Vitamin D Supplements Improve Hair Regrowth in patients with Diffuse Hair Loss: Study
Micronutrients, including vitamins, play an important role in cellular multiplication and development in the matrix cells in the hair follicle bulb. A recent study suggests that the use of oral vitamin D3 (200,000 IU, fortnightly) for 3 months resulted in significant improvement in hair regrowth in the patient of TE. The study findings were published in the Journal of Nutritional Science and Vitaminology on February 28, 2021.
Telogen Effluvium (TE) is non-scarring alopecia and becomes acute when occurs at 2-3 months after the triggering events. Vitamin D receptors are found in every cell of the body and have been shown to play a role in bone, neural, and cardiovascular health; immune regulation; and possibly cancer prevention via the regulation of cell differentiation, proliferation, and apoptosis. Although it is controversial, vitamin D deficiency has been associated with various forms of nonscarring hair loss, including telogen effluvium, androgenetic alopecia, and alopecia areata. To fill the knowledge gap, researchers of the Nishtar Medical University, Multan, conducted a study to estimate the prevalence of telogen effluvium (TE) and to evaluate the efficacy of vitamin D in the treatment of this problem in women belonging to various cities of south Punjab, Pakistan.
In the present study, researchers included a total of 40 adult women suffering from the problem of TE. Each woman was treated with oral vitamin D3 (200,000 IU) therapy fortnightly and a total of 6 doses were given to each patient. After 15 d of the last dose, researchers assessed the clinical condition of patients and the level of satisfaction was to treatment was recorded.
Key findings of the study:
• Upon evaluation, researchers observed that the patients between 21–30 y of age were found to be more frequently affected with TE compared to 35% of females of age 31–40 y.
• They found a significant improvement in hair growth in young (r=0.457 p<0.003) women and in those, which do not use sunscreen (r=−0.331 p<0.037) but commonly utilize milk or milk protein (r=−0.311 p<0.051).
•They also found that Vitamin D3 therapy resulted in the improvement of the condition in 82.5% of patients of TE.

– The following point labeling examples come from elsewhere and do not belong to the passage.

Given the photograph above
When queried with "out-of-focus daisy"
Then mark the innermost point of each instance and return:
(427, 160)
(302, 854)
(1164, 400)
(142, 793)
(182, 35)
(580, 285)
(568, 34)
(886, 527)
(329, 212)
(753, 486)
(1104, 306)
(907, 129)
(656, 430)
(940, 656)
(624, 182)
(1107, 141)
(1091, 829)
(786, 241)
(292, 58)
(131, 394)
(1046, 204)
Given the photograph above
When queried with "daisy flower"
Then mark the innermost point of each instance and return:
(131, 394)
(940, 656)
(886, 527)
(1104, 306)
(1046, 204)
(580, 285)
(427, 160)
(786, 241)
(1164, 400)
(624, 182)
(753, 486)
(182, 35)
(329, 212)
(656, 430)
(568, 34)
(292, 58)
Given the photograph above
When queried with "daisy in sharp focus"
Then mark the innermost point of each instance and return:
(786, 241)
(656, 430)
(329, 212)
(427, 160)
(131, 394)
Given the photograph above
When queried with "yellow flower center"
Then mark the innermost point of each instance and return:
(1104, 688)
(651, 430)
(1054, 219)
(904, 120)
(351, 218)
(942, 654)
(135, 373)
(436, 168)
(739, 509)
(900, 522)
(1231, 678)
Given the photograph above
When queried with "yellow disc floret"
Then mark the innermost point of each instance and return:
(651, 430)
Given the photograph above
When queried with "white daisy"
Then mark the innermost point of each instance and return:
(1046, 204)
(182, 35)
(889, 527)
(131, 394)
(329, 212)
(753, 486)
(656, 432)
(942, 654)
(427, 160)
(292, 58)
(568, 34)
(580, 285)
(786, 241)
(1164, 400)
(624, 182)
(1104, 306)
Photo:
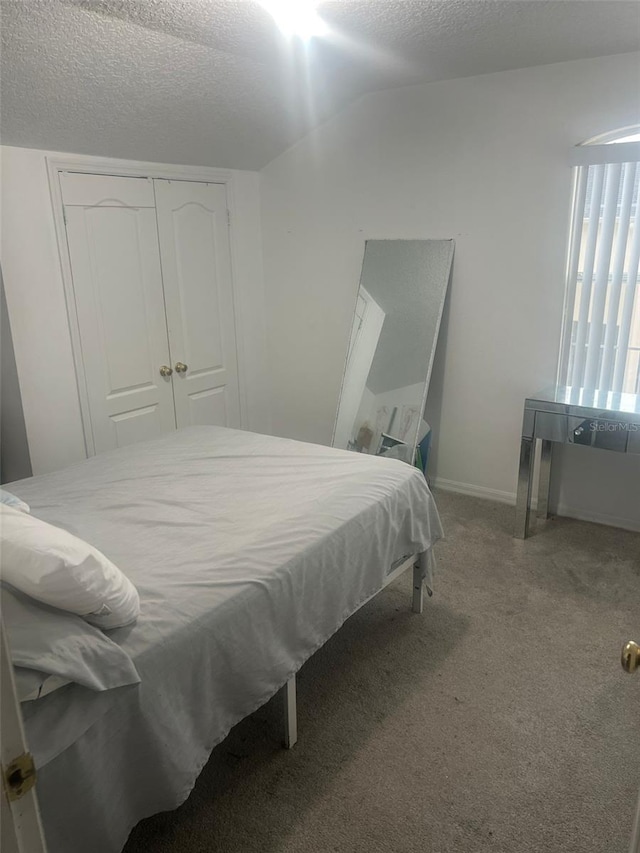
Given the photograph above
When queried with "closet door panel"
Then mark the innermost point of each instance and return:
(196, 268)
(117, 281)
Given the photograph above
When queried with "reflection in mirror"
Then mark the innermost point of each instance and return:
(393, 339)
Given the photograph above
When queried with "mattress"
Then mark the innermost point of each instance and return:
(248, 552)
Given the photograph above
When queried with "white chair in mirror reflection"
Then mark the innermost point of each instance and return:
(390, 354)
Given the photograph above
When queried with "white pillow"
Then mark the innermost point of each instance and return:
(55, 567)
(11, 500)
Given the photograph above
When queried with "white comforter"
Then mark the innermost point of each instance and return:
(248, 553)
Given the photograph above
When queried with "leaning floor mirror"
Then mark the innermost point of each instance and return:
(395, 328)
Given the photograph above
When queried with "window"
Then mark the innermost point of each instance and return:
(601, 338)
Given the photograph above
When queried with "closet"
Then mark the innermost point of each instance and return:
(153, 292)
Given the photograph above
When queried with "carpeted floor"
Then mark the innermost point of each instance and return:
(499, 720)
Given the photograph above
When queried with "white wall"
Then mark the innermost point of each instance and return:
(482, 160)
(37, 308)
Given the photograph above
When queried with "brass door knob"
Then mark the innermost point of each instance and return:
(630, 657)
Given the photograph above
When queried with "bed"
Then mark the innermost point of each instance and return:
(248, 552)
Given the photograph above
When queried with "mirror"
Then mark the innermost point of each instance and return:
(391, 347)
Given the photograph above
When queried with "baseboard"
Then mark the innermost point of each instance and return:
(474, 491)
(599, 517)
(632, 524)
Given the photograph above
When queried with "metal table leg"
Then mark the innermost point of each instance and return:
(523, 498)
(544, 480)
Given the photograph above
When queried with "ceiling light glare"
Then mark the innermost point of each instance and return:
(297, 18)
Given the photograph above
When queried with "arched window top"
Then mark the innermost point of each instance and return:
(616, 146)
(614, 137)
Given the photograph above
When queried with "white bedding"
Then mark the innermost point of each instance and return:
(248, 553)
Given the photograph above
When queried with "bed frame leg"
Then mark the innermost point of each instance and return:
(290, 713)
(418, 587)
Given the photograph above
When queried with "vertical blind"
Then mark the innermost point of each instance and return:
(601, 340)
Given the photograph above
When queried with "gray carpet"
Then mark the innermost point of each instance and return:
(499, 720)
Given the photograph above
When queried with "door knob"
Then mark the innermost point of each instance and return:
(630, 658)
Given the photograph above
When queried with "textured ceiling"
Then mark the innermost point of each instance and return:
(212, 82)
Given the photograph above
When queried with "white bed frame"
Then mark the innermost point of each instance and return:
(419, 563)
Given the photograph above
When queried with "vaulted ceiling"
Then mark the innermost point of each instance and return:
(213, 82)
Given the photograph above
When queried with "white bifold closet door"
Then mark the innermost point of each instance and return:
(152, 285)
(196, 268)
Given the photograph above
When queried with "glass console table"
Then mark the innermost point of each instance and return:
(566, 415)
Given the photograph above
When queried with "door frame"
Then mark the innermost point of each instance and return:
(90, 165)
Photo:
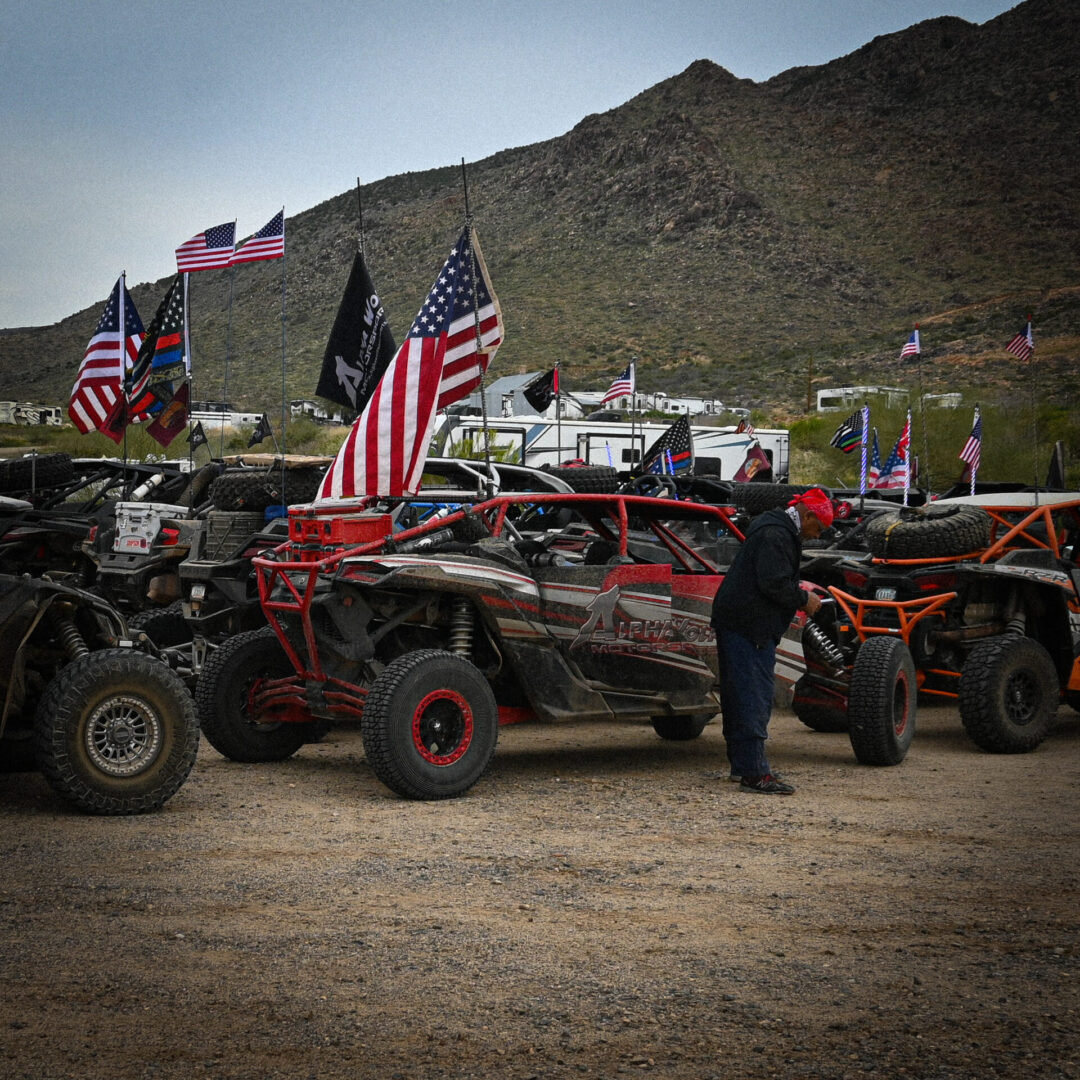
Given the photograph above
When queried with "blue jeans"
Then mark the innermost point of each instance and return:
(746, 682)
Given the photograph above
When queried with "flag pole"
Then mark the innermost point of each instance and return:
(558, 416)
(480, 341)
(228, 342)
(922, 415)
(360, 206)
(284, 441)
(1035, 417)
(123, 354)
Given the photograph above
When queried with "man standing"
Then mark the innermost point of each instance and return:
(753, 607)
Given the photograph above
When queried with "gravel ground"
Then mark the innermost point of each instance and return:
(601, 904)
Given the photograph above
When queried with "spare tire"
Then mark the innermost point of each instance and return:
(38, 470)
(242, 489)
(588, 480)
(755, 498)
(928, 531)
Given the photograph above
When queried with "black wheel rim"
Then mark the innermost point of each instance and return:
(1022, 698)
(442, 727)
(123, 736)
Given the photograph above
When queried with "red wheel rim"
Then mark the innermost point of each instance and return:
(442, 727)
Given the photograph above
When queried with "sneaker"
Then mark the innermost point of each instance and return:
(766, 785)
(734, 778)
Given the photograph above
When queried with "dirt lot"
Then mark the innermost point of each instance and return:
(602, 904)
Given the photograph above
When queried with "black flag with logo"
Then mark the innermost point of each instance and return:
(197, 436)
(360, 347)
(541, 391)
(261, 430)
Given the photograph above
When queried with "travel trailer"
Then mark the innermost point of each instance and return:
(535, 441)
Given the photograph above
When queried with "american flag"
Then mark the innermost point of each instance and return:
(850, 433)
(972, 451)
(268, 243)
(1023, 345)
(98, 386)
(208, 251)
(875, 470)
(622, 386)
(673, 451)
(894, 472)
(440, 362)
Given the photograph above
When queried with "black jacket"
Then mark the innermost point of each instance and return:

• They noted that the use of oral vitamin D3 (200,000 IU, fortnightly) for 3 months resulted in significant improvement in hair regrowth in the patient of TE.
The authors concluded, " The overall response to oral vitamin D3 therapy was satisfactory (85%) in terms of hair regrow. The result showed improvement in hair growth in young women those do not use sunscreen but commonly utilize milk or milk protein."
They further added, "Large double-blind, placebo-controlled studies are required to determine the role of vitamin D supplementation and its relationship with micronutrients necessary to avoid occurrence to TE."